Why does PHP evaluate $b and $b = $b differently when used with $b++ in array index

Question

I am unable to grasp the evaluation logic in the code listed below. Does anyone know why PHP evaluates $b and $b = $b differently in this case?

I have read through a number of questions here at SO and checked the PHP manual. Doing so I've come to understand that "PHP does not (in the general case) specify in which order an expression is evaluated" and that "the behavior can change between versions of PHP or depending on the surrounding code". I don't feel that that applies to this situation though. Or does it?

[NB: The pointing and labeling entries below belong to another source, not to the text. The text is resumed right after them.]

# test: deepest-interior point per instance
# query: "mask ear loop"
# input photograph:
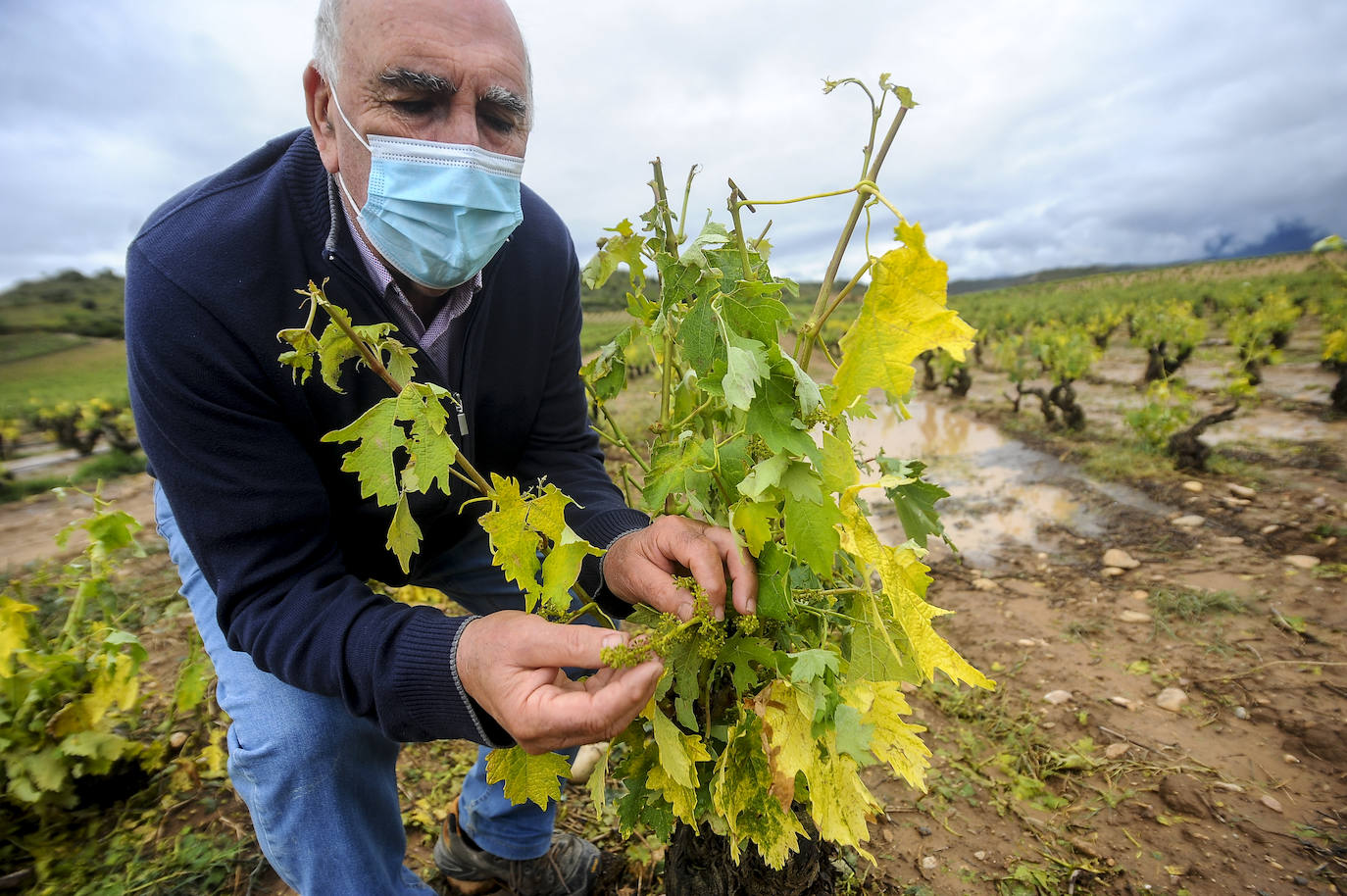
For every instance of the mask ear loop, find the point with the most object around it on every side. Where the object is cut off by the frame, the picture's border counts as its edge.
(355, 133)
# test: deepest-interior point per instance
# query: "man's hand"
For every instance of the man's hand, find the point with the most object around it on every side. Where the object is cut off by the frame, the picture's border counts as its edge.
(640, 566)
(511, 663)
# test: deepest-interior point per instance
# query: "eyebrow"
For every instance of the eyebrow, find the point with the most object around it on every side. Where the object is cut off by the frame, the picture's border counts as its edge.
(400, 78)
(413, 79)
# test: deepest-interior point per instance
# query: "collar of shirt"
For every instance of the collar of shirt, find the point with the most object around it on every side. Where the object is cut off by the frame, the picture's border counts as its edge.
(434, 338)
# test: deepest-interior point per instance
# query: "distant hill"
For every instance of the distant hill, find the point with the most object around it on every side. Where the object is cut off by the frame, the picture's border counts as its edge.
(1041, 276)
(68, 302)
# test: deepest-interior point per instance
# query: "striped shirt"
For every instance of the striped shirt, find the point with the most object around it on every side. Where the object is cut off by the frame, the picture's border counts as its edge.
(434, 340)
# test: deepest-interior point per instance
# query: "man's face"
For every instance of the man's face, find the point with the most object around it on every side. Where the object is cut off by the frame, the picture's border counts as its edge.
(443, 71)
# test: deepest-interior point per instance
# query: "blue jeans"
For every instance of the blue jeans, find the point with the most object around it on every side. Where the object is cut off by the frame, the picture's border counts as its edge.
(321, 783)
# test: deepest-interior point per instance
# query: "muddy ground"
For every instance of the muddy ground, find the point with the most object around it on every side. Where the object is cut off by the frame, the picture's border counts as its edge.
(1073, 777)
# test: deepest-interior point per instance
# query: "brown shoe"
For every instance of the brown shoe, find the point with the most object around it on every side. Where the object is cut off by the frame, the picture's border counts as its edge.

Being the first to admit this may not be your everyday coding issue, I am still curious. Stumbled upon it trying to do some code golfing.

$a = [[00, 01, 02, 03],
      [10, 11, 12, 13],
      [20, 21, 22, 23],
      [30, 31, 32, 33]];

$b = 2;
echo $a[$b][$b++], PHP_EOL;

$b = 2;
echo $a[$b=$b][$b++], PHP_EOL;

Output - PHP 5.5.14:

32
22

Answer 1

This looks like the example in the manual used for demonstrating Undefined order of evaluation. From the manual:

Operator precedence and associativity only determine how expressions are grouped, they do not specify an order of evaluation. PHP does not (in the general case) specify in which order an expression is evaluated and code that assumes a specific order of evaluation should be avoided, because the behavior can change between versions of PHP or depending on the surrounding code.

Emphasis added

The example they give:

<?php
$a = 1;
echo $a + $a++; // may print either 2 or 3

$i = 1;
$array[$i] = $i++; // may set either index 1 or 2
?>

You are getting the output you are because in the first example, the index $b++ is being determined first, whereas in the second one the index $b=$b is first.

NB

As for why this is, I believe one possible reason is explained by this note on the same manual page:

Although = has a lower precedence than most other operators, PHP will still allow expressions similar to the following: if (!$a = foo()), in which case the return value of foo() is put into $a.

I believe they're missing a crucial last word there: first (without, to me reading the note loses a bit of meaning).

Following PHP's own rules, and we assume a FIFO order, !$a should be evaluated first. If $a is currently null or undefined, then !$a will equal true (it will be evaluated and that result will be thrown away). Following that, foo() will be evaluated, and its return value will be assigned to $a (even if we're assuming FIFO, foo() must be evaluated first if its result is to be assigned to something). The result of this assignment will be evaluated by if, and will result in exactly the opposite value that the author wanted.

I'm no C expert, but a bit of searching also lead me this answer which quotes the C90 Standard:

(C90, 6.3) "Except as indicated by the syntax or otherwise specified later (for the function-call operator (), &&, ||, ?:, and comma operators). the order of evaluation of subexpressions and the order in which side effects take place are both unspecitied"

Since PHP is built on C, it makes sense that it would inherit some of its eccentricities.